12.9. MOAR KEYS !!!1!!elf!!!

OK, OK, I’ll show you another. But that’s the last one! Here you go: Mark some text in the terminal with the mouse. Yes, that’s right you have to use the mouse for this one. So select some text just like you’d copy it. Then press the middle mouse button. Yes, there is a middle mouse button, but it depends on the model. Some have three buttons or a clickable mouse wheel. If your mouse doesn’t, try clicking both buttons at the same time (takes some practice, though).

In case that it worked, you see the effect yourself. Otherwise, what should have happened is that the selected text is inserted in the command line. Agreed, it’s not actually a key combination, but still comes in handy. By the way, this trick isn’t restricted to the terminal. You can insert selected text like this in any program without the well known copy/paste key combination.

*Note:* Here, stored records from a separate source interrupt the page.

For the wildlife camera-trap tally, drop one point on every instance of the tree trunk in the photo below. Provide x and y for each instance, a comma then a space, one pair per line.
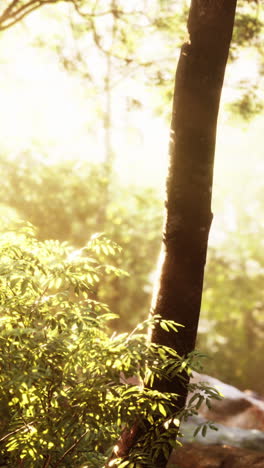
198, 85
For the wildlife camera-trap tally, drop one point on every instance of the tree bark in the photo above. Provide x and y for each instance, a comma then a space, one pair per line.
198, 85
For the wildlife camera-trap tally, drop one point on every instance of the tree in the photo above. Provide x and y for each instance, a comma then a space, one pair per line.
198, 85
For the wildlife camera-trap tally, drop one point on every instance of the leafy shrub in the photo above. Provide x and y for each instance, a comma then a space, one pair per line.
64, 399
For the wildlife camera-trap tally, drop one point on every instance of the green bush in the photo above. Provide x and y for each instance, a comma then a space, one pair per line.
64, 399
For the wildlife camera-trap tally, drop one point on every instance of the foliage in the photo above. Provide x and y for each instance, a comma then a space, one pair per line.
233, 300
63, 392
67, 201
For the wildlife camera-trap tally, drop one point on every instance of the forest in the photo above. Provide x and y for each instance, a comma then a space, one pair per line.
106, 160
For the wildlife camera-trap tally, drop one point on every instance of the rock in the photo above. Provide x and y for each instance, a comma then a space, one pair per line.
214, 456
250, 439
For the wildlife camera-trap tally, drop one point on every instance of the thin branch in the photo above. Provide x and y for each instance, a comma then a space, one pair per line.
16, 431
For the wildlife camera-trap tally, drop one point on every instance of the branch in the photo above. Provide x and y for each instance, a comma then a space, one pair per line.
73, 446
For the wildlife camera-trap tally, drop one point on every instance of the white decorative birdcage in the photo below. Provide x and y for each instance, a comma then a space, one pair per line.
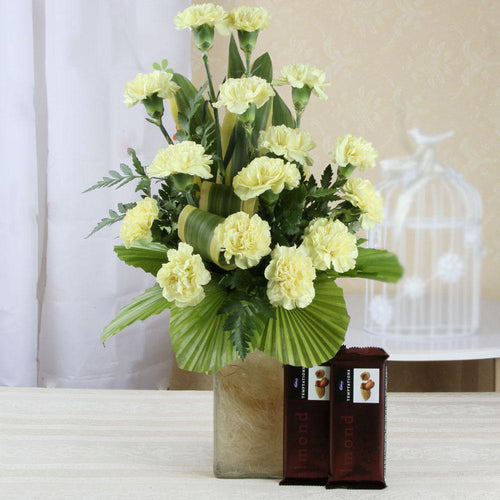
433, 224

So, I hope you’re ashamed of yourself because you touched that filthy, filthy mouse.

12.9.1. Exercises

  1. Wash your hands after having touchted that filthy, filthy mouse.
  2. Can you close nano with Ctrl-d? Why (not)?
  3. Can you close man ls with Ctrl-d? Why (not)?
  4. Bring the first command from your history back on the command line. If you’re simple enough to press the Up key so many times, you don’t deserve the reverse search anyhow.
  5. Type something, then invoke the reverse search. Is there a way to bring back what you typed at first?
  6. Invoke the reverse search, then type ‘infa’. From here, can you still get to /proc/meminfo without restarting the reverse search?

12.10. Summary

You’re terminal skills are unquestioned. You’ve increased your knowledge about how computers and programs function once more. You know how to deal with output just as well as files. You can combine commands at ease. You make errors disappear waving your hand slightly. You hardly need the mouse anymore [5]. But if you do, you’re quicker than ever.

12.10.1. Exercises

  1. Consider the line /path/to/somefile > cat. What would that do? Don’t actually run it!
  2. Describe in your own words for what the end-of-file is used.
  3. Research in the internet how the end-of-file is represented.
  4. Give two reasons why you prefer the keyboard over the mouse.
  5. Explain how input/output redirection works to a fellow student or a teacher.
  6. Explain the pipe in the context of the input/output model with a collegue or a teacher.

12.11. Cheatsheet

  • head [OPTIONS] [-n COUNT] [FILE]
  • cd -
  • touch
  • tar [-x] [-z] [-f SOURCE]
  • tar [-c] [-z] [-f TARGET] SOURCE
  • history
  • halt
  • reboot
[1]Consider ls. There you neither read from the file nor the terminal. The program still gets the terminal as standard input, it just doesn’t make use of it.
[2]This largely depends on the dose. The LD50 value is 23 \text{ words per day} + \mathcal{N}(0, 1.0).
[3]Of course, a program can write to as many outputs as it pleases. But those two are always guaranteed. If there’s need to have more outputs, usually files or other means are preferred over the terminal (where you cannot seperate the different outputs anymore).
[4]Since you live in a world with free and open source software, you can easily do this. There are easier alternatives, however. For example you could write a small script which does some argument rewriting for you, then call the original tar. Or define an alias. Or cat the file and pipe it into tar. You see, there’s many options.
[5]The filthy, filthy mouse. Also filthy hobbitses.